Basic Quantile Functions

Because we know everything we need to know about a distribution from it’s distributional parameters, there is no need to consider the data itself. However, when we don’t know a distribution (or it’s parameters), but we have data, we can use the data itself to estimate the quantiles. This is done with the quantile() function in R.

To illustrate how this works, let’s sample some random values using rnorm() (random normal) using the mean and standard error from the college dataset we found above

## Find mean and standard error
mm <- mean(college$FourYearComp_Males)
ss <- se(college$FourYearComp_Males)

## Generate 1000 normally distrubted random numbers with those means and se
rand <- rnorm(n = 1000, mean = mm, sd = ss)

## Find the quantiles of the rand data
quantile(x = rand, probs = c(0.025, 0.975))
##    2.5%   97.5% 
## 0.46711 0.48634
qnorm(c(0.025, 0.975), mean = mm, sd = ss)
## [1] 0.46645 0.48599

In this case, we should expect the quantiles to be pretty close: the observed data we have comes from a theoretical distribution that we know, so we should expect that their behavior would be the same. When we don’t know the underlying distribution however, or if we know that it’s not normal, this will be an efficient way to create estimates of what the quantiles should be.

Question 3 For this question, we are going to again use the college dataset

  1. Create a histogram of the variable FourYearComp_Males, the four year graduation rate for males

  2. Find the mean and standard deviation of the variable FourYearComp_Males. Use the qnorm() function to find the the 0.025 and 0.975 quantiles.

  3. Using the quantile() function the 0.025 and 0.975 quantiles of the variable college$FourYearComp_Males. Would you expect these to be similar to what you found in part (b)? Why or why not?

  4. Why are the quantiles you found in this problem so different than the ones we found in the example above using the same data? Be as specific as you can be.

Bootstrapping

Here we will use bootstrap function and quantile function and it’ll actually be super cool

Bootstrapping, as we have learned in class, is an algorithmic method for constructing a sampling distribution based on a collected sample by repeatedly sampling with replacement from our original sample.

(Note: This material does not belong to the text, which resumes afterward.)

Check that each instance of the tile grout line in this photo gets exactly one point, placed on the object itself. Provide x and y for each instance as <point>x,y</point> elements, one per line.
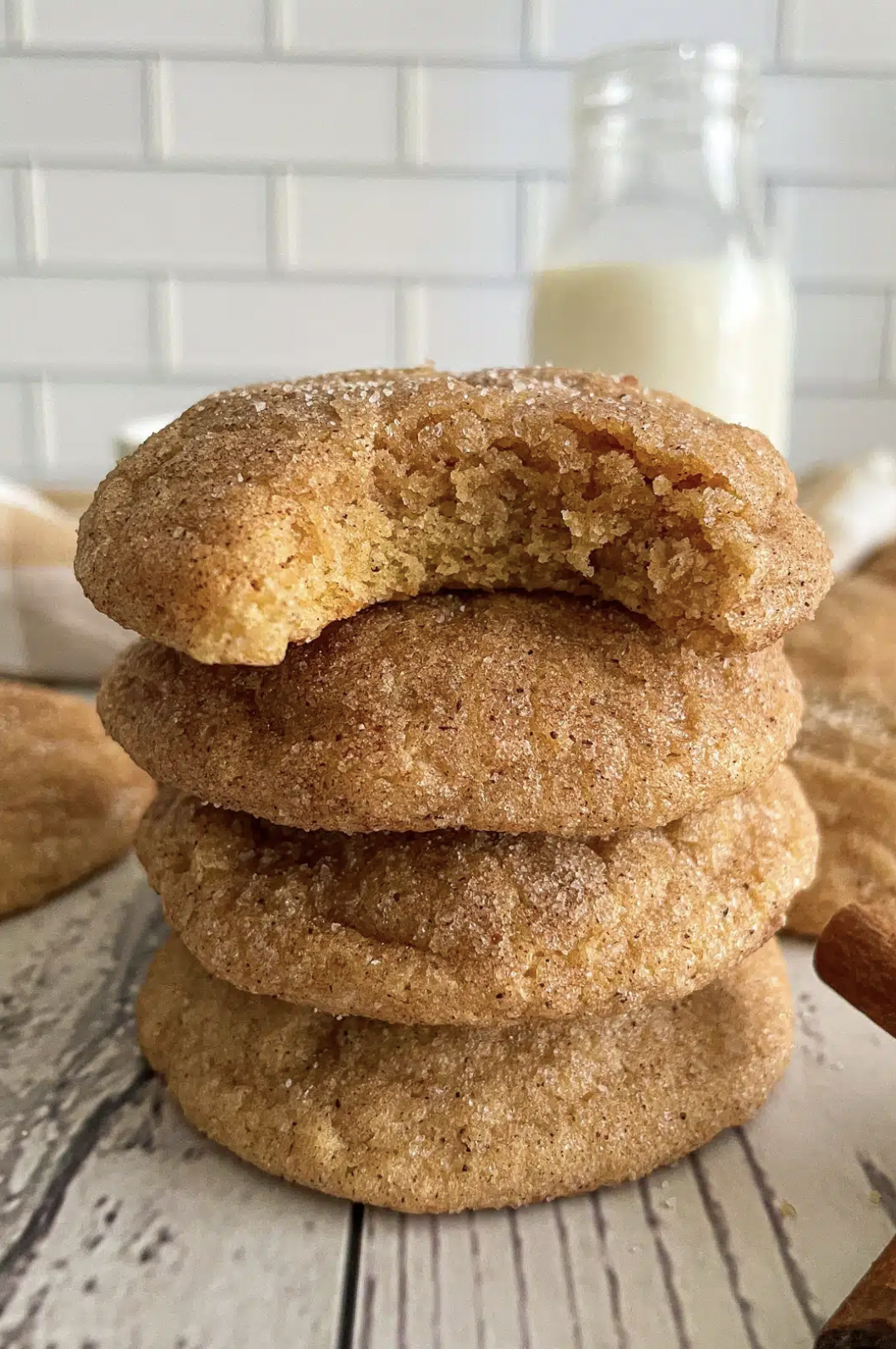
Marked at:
<point>889,344</point>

To visualize what is meant by this, consider the following example where we start with collection of numbers from 1 to 10 and sample with replacement (note: you will not need to use the sample function in your work):

## My sample
x <- 1:10

## Sampling with replacement once
sample(x, replace = TRUE)
##  [1]  3  3 10  2  6  5  4  6  9 10
## Doing it again
sample(x, replace = TRUE)
##  [1]  5  3  9  9  9  3  8 10  7 10

As you can see, each iteration of sampling with replacement contains values from the original sample (x = 1:10), but not necessarily all of them; in fact, some of the values are duplicated. We can see that our first resample contains duplicates of 3, 6, and 10, while our second resample contains duplicates of 3, 9, and 10. We call these resampled samples our “bootstrapped samples.” The way bootstrapping works is that we perform this resampling process many times (typically 1,000 or more) and compute our statistic for each bootstrapped sample. The resulting collection of 1,000 bootstrapped statistics will serve as an empirical estimate of our sampling distribution.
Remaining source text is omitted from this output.